A imagem do magistrado ao volante do carro de R$
860 mil era inusitada não
apenas por ser o motorista o juiz de um dos processos de maior repercussão no
País nos últimos tempos. Mas porque, em sua vida privada, ele adotava uma
postura que em nada condizia com o que estava fazendo, segundo um desembargador
colega de Souza. Budista tibetano,
Flávio de Souza faz de dois a três retiros espirituais por ano, prega uma vida
simples e tem planos de se tornar monge. Medita pela manhã e às seis da tarde
diante de um altar com budas coloridos, incenso e orquídeas brancas, num canto
da sala, que em nada é luxuosa - a estante de livros está bagunçada e há caixas
de remédios espalhadas pela mesa.
De justiceiro, Souza passou a
aproveitador para a opinião pública. O magistrado argumentou que havia pedido autorização do Detran para
que os carros do empresário pudessem ser usados pela Justiça Federal. E disse que levou os veículos para a sua garagem "para não deixá-los sujeito a danos no
pátio do tribunal, sob chuva, sol e poeira". O piano de cauda que
decorava a sala de Eike Batista estava no apartamento de um vizinho do juiz. A
repercussão foi imediata. Dois dias depois, a corregedora nacional, ministra
Nancy Andrighi, determinou que a o magistrado fosse
afastado do caso e que uma sindicância fosse aberta para apurar os fatos.

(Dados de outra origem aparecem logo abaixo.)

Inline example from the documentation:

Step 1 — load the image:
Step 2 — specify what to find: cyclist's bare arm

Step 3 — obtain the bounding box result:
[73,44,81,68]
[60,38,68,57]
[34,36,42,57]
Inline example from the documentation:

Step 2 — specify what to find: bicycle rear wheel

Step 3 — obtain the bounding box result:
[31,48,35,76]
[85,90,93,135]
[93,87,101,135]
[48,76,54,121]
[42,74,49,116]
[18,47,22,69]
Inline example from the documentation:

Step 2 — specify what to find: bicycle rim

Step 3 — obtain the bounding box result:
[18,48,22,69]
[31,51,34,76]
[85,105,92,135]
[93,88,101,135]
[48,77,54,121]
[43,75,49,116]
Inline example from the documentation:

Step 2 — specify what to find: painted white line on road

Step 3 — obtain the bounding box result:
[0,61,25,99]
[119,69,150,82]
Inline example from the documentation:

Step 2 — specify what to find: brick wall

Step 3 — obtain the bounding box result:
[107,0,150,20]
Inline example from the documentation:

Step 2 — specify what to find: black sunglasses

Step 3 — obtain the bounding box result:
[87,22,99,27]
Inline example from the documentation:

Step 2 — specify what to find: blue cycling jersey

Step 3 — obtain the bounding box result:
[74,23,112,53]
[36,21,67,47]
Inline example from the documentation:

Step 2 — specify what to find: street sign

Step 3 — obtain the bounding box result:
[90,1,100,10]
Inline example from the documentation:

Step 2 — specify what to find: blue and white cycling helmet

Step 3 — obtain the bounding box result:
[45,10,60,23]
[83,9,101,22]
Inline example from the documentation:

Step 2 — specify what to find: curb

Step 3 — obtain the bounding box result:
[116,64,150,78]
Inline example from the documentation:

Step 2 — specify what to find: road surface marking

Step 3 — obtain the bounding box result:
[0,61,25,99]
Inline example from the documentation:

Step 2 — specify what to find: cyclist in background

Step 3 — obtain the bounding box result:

Na decisão, ela disse que "não há
nem pode haver" possibilidade de um juiz "manter em sua posse um patrimônio de particular". As
declarações feitas pelos desembargadores a partir daquele momento deram ideia do clima que tomou conta do
tribunal: "a situação é
embaraçosa", "sem cabimento", "mancha a imagem do Poder
Judiciário", afirmaram alguns deles antes mesmo de virem à tona as suspeitas de que Souza teria cometido crimes de peculato, fraude processual, subtração de
autos e lavagem de dinheiro. Dos R$ 116 mil apreendidos de Eike Batista, R$ 27 mil desapareceram. Outros R$ 600 mil recolhidos do traficante
espanhol Oliver Ortiz de Zarate Martin, preso em 2013, sumiram. Segundo o Ministério Público Federal, o juiz confessou à corregedoria ter desviado US$ 150 mil e 108 mil
dos cofres da 3ª Vara. Os procuradores chegaram a pedir a prisão preventiva
do juiz - o que foi negado pela Justiça.